Quel footage che cambia la realtà. Una chiave per capire i nostri studenti?

In questi giorni mi è capitato, per caso, di seguire contemporaneamente una serie Netflix dedicata all’11 settembre “Turning point” e un documentario del 2019 sul massacro degli studenti avvenuto alla Stoneman Douglas High School in Florida il 14 febbraio del 2018, “The new normal”.

Da dove viene il footage?

I due eventi non sono certo paragonabili, tanto meno i due prodotti audiovisivi (una docuserie la prima, un film documentario il secondo), ma mi è sorta spontanea una riflessione da questo confronto. Ed è legata alla natura del footage a nostra disposizione, elemento chiave per la ricostruzione sia dei fatti, che del racconto audiovisivo degli stessi.

Sui cambiamenti che il linguaggio del documentario sta affrontando in questi decenni si è scritto molto, per non parlare della spettacolarizzazione delle immagini legate all’11 settembre, ciò che invece mi ha colpito in questo accostamento è stata una questione più antropologica, che mette in campo un discorso generazionale.

Turning point

L’11 settembre 2001 avevo 23 anni. Il telefono che avevo in tasca non era uno smartphone. Riuscivo a telefonare e mandare al massimo sms dai caratteri contingentati, quando la linea prendeva. La tecnologia non era così avanzata da permettere, ad ognuno di noi, di avere una telecamera integrata nel cellulare. Spesso neanche una fotocamera. Certo, io vivevo in una piccolissima città di provincia delle Marche, mentre qui tutto avviene a New York. Probabilmente la capitale mondiale delle telecomunicazioni. Ma le persone in strada difficilmente avrebbero potuto avere telefoni molto diversi dai miei.

Ovviamente, se anche nessuno aveva una telecamera in tasca, le troupe in giro di certo non mancavano. Quel giorno era prevista l’elezione del sindaco e una troupe di documentaristi stava riprendendo l’attività della caserma dei pompieri Ladder 1. Per questo abbiamo tantissimi video di quei terribili attimi degli attentati, ed in altissima qualità. Camere professionali, e professionisti alla camera.

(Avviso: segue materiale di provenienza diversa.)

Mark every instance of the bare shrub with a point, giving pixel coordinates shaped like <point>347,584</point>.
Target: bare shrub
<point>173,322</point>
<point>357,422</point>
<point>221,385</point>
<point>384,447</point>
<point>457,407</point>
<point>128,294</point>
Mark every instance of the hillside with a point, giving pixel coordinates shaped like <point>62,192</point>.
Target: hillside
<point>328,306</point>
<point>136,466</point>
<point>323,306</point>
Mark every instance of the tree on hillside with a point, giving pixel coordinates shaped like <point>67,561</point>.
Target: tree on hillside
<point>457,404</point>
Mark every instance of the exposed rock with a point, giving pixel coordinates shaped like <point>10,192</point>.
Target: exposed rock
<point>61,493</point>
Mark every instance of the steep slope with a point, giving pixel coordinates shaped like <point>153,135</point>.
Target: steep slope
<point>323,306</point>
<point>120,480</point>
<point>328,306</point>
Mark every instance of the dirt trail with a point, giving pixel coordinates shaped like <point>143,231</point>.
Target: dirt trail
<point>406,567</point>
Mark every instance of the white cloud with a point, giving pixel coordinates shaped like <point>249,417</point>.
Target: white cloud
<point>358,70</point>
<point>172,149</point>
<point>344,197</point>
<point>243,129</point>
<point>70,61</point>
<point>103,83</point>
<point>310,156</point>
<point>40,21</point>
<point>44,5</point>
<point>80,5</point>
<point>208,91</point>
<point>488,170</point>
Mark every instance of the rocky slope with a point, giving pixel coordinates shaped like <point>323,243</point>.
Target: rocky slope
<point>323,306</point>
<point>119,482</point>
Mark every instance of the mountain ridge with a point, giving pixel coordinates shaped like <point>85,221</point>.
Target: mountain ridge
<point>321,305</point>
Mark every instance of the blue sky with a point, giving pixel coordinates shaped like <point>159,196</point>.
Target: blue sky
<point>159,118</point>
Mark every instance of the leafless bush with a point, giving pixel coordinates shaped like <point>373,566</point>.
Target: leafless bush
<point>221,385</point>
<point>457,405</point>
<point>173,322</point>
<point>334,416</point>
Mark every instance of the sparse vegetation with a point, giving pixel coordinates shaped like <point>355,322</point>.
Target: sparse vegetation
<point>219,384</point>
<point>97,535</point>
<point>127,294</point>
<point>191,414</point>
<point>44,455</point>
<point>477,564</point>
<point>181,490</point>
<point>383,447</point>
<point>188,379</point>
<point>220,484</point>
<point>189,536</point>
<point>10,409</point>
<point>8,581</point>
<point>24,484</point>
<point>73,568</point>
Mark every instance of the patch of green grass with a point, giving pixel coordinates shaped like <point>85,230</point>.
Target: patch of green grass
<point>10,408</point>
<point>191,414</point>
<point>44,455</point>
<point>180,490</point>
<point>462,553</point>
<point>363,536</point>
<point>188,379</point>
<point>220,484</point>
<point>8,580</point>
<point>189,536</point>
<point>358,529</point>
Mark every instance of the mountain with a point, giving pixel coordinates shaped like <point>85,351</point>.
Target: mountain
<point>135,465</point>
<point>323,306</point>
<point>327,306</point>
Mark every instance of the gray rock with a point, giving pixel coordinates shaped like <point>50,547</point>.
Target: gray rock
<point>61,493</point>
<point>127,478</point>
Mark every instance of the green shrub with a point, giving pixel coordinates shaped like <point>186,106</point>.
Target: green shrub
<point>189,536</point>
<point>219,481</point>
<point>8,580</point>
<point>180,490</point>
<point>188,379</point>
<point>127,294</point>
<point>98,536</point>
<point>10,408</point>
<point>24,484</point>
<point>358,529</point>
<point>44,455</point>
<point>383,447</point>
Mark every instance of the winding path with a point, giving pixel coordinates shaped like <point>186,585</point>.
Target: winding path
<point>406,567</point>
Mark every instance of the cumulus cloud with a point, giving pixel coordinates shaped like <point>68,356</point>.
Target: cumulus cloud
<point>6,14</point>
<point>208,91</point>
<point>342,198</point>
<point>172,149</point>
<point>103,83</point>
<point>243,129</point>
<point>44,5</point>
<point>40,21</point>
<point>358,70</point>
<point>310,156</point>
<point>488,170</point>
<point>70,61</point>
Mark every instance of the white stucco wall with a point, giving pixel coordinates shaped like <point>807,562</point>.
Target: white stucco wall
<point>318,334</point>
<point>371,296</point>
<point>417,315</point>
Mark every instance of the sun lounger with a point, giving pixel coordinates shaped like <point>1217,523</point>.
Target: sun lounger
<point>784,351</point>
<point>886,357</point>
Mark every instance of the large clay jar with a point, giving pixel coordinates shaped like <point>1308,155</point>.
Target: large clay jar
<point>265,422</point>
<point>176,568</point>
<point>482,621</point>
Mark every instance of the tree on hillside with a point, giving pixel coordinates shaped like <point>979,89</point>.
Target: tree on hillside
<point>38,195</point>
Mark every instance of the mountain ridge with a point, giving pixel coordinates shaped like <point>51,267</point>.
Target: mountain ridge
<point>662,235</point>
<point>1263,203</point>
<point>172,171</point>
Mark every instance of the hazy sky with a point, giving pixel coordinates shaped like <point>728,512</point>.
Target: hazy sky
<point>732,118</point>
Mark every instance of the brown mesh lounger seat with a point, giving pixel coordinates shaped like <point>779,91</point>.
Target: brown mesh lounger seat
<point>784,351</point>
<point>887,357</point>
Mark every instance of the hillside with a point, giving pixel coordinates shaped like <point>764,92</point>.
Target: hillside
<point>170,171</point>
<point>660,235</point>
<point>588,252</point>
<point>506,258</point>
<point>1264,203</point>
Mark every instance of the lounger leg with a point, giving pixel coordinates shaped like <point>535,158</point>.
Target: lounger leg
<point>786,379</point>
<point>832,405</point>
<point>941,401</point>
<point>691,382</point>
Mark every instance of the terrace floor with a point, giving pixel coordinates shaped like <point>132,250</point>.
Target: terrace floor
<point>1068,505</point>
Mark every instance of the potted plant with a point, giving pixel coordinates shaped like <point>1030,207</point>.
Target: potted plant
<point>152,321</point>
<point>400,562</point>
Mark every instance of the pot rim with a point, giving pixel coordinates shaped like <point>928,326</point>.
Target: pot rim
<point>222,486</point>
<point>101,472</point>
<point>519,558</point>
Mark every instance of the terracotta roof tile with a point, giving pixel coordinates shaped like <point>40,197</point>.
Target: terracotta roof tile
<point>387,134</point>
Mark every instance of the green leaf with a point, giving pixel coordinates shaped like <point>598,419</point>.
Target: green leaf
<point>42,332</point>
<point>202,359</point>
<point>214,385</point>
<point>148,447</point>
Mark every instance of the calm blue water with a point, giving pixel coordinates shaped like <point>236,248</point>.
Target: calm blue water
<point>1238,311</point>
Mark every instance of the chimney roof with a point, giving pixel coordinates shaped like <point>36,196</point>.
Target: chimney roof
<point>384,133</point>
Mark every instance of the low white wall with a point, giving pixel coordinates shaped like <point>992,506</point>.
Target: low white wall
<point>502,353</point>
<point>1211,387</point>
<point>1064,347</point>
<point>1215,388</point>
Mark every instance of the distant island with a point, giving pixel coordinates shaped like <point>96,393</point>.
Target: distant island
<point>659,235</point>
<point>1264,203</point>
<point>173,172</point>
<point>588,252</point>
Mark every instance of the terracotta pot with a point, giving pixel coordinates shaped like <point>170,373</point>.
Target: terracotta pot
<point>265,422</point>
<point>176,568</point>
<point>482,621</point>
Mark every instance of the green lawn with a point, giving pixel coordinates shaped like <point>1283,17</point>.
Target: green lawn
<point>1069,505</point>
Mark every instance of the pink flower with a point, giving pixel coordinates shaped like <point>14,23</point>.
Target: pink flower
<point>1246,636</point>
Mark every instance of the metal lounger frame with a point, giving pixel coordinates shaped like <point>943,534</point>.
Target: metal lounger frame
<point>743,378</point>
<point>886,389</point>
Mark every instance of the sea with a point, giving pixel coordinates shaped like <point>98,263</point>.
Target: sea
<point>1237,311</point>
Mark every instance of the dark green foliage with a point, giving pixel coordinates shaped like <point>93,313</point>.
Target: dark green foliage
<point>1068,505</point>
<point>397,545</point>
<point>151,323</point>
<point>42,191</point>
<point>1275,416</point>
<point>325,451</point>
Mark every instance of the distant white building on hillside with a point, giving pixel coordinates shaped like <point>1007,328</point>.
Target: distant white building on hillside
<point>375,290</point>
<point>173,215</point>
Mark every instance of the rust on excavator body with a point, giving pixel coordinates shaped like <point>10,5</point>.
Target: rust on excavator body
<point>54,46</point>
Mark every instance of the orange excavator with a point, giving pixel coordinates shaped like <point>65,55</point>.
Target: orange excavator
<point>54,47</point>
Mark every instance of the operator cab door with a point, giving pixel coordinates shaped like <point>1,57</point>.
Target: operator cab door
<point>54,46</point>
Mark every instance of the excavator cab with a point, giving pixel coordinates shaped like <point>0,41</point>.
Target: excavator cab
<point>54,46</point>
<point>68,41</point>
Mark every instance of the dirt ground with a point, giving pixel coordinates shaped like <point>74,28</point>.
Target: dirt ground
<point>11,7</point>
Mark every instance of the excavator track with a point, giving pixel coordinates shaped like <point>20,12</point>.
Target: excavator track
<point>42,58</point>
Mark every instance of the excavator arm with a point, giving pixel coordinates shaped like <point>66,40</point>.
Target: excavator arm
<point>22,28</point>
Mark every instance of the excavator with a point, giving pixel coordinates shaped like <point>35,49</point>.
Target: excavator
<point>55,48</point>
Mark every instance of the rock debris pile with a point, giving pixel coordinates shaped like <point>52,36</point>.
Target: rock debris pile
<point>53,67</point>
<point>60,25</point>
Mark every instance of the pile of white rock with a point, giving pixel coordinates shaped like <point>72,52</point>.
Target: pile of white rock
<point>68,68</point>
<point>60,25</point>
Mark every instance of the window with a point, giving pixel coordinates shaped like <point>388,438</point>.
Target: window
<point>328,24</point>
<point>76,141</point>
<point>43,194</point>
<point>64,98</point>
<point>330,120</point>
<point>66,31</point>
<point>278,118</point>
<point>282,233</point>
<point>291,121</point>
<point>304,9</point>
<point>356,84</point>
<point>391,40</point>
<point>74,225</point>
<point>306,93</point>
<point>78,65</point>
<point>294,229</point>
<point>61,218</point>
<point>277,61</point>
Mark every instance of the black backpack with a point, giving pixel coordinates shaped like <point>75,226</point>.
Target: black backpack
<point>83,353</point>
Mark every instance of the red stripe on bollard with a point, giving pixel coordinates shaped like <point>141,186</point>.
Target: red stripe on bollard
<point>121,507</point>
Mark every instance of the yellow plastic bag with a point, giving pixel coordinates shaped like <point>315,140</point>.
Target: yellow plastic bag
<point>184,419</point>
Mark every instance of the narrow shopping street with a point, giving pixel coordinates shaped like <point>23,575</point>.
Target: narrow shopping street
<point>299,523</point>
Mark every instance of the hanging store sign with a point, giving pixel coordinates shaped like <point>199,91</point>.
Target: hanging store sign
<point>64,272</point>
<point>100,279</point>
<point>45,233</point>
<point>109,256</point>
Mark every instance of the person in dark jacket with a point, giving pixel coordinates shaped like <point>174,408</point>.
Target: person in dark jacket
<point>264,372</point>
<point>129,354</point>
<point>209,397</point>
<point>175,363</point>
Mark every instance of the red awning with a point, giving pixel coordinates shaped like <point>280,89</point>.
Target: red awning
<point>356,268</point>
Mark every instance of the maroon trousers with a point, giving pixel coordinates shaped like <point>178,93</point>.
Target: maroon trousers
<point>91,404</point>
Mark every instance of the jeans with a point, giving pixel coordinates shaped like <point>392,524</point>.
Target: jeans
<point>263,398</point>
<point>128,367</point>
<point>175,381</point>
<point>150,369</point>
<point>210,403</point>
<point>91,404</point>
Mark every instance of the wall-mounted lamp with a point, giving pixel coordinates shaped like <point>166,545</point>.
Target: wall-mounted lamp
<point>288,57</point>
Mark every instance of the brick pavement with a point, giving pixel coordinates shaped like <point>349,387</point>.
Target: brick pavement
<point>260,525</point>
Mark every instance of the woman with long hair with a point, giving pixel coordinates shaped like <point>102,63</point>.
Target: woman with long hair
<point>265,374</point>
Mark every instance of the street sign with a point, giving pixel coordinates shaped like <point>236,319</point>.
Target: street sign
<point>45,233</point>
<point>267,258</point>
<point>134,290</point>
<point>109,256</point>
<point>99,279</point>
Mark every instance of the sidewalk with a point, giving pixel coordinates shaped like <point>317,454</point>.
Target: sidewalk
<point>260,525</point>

Se fossi stata lì e avessi avuto uno smartphone in tasca, avrei girato dei video? Certamente sì, se mi fossi trovata a distanza di sicurezza. Sicuramente no, se avessi avuto la sfortuna di essere all’interno delle Torri.

The new normal

Il massacro di Parkland avviene in un’epoca molto diversa, e coinvolge direttamente studenti nati dopo il 2000, la cosiddetta generazione Z, nativi digitali. Tutti gli studenti della scuola hanno uno smartphone in tasca, fotocamera e telecamera incorporate e la cosa che mi colpisce è che, in un momento di totale panico, lo usano tutti. Pur trovandosi in una situazione di estremo pericolo, pur essendo a pochi metri dallo shooter, pur sentendo le urla dei compagni che cadono, accanto a loro, sotto i colpi dell’assassino. Li usano senza sosta. Inquadrano il pavimento mentre corrono, i banchi mentre sono nascosti, il soffitto mentre viene loro intimato di alzare le mani, i corpi dei loro compagni a terra mentre si urtano nei corridoi.

Cercare di salvarsi e documentare ciò che succede non sono due azioni distinte, gerarchiche. Documentare e condividere sui social la propria esperienza non sembra in nessun modo rallentare le loro reazioni, o aumentarne il rischio. Loro sono “nella Torre”, tornando metaforicamente a pensare all’11 settembre, eppure non si separano dal telefono acceso. Le immagini non sono molto definite, le inquadrature sono improvvisate, ma non importa. Stanno, a loro modo, chiedendo aiuto. Cercando di condividere il loro dolore, per diminuirne il peso.

Cosa dobbiamo imparare noi docenti

Questo abisso mentale che separa la mia generazione dalla loro, mi fa inevitabilmente pensare al mio ruolo di docente, visto che i miei studenti hanno in media tra i 19 e i 21 anni e sono nati, quindi, tutti dopo il 2000. Penso al mio ruolo perché questo atteggiamento nei conforti della documentazione della realtà porta inevitabilmente noi e loro a vivere in mondi percepiti in modo molto diversi.  Con la conseguenza che questo, di mondo, quello che stiamo vivendo attualmente, sia, secondo me, molto più vicino alla loro percezione che alla mia. E questo mi fa pensare se non sia veramente giunto il momento di far stabilire proprio a loro i temi di ricerca delle nostre prossime pubblicazioni, piuttosto che il contrario. E costringere loro a leggerci senza troppo interesse.

Che il vero cambiamento si nasconda davvero in tutte quelle immagini verticali girate di corsa dal basso?